The year 2005 was the 100th anniversary of these important developments:

  •  The Ministry of Healing, Ellen G. White’s most sustained treatment of the connection between body, mind, and spirit, was published.
  • Loma Linda Sanitarium Bakery, the forerunner of Loma Linda Foods, was founded.
  • Loma Linda College of Evangelists, later renamed College of Medical Evangelists, first opened as a sanitarium. It began training nurses, then physicians, later dentists, and finally allied health professionals. The institution is now known as Loma Linda University, a world-class medical school and medical center.
  • The Medical Missionary Department was created at the denomination’s world headquarters. (In 2000 it was redesignated as the Health Ministries Department.) During the next 50 years, associates in nursing, medicine, medical placement, medical evangelism, hospital administration, overseas medical missionary recruitment, school health, and health education were added as the work grew.
  • 1922

    Diet had played an important role in health ministry since Mrs. White’s 1863 health-reform vision, leading the church to recommend a lacto-ovo vegetarian diet (a diet consisting of plant foods supplemented by a moderate amount of milk and eggs).

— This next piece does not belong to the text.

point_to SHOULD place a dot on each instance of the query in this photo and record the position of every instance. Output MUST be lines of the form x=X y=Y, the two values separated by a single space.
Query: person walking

But it wasn’t until 1922 that an undergraduate course in dietetics was established at what is now Loma Linda University.

    1954

    The Seventh-day Adventist Dietetic Association was founded.

    1970s

    In collaboration with the National Cancer Institute, Loma Linda University researchers demonstrated a significant correlation and causal link between tobacco and lung cancer.

    1970s and 1980s

    Funded by the U.S. government, Loma Linda University surveyed the California membership of the Seventh-day Adventist Church and was able to show a strong link between consumption of beef and chicken and several major chronic diseases; a link between white bread and heart disease; and a protective link between nuts, fruits, vegetables, and beans and the prevention of heart disease and cancer.

    LOOKING TO THE FUTURE

    The General Conference Health Ministries Department and the medical hospitals operated by the church recognize the continuing importance of that chapter of Spiritual Gifts, volume 4, written by Ellen G. White more than 160 years ago. As church members and communities practice this counsel, we will significantly reduce our risks of cancer, heart disease, hypertension, diabetes, and obesity. 

    We can’t work our way into heaven by following a wholesome lifestyle, but we can work our way into an early grave if we ignore this counsel. Think of the untold suffering and premature death that millions of men and women have needlessly suffered since 1863 because this counsel was either unknown or ignored by them. Dr. John Harvey Kellogg said at the 1897 General Conference: “There is not a single principle in relation to the healthful development of our bodies and minds that is advocated in these writings of Ellen White which I am not prepared to demonstrate conclusively from scientific evidence.” Hundreds of scientists, Adventist and otherwise, echo that same confidence today. A mountain of scientific evidence continues to highlight the importance of the health principles first shared by Ellen G. White in that long-ago vision. 

    Stoy Proctor, M.P.H., was an associate director of the Health Ministries Department of the General Conference of Seventh-day Adventists in Silver Spring, Maryland, when this article was written.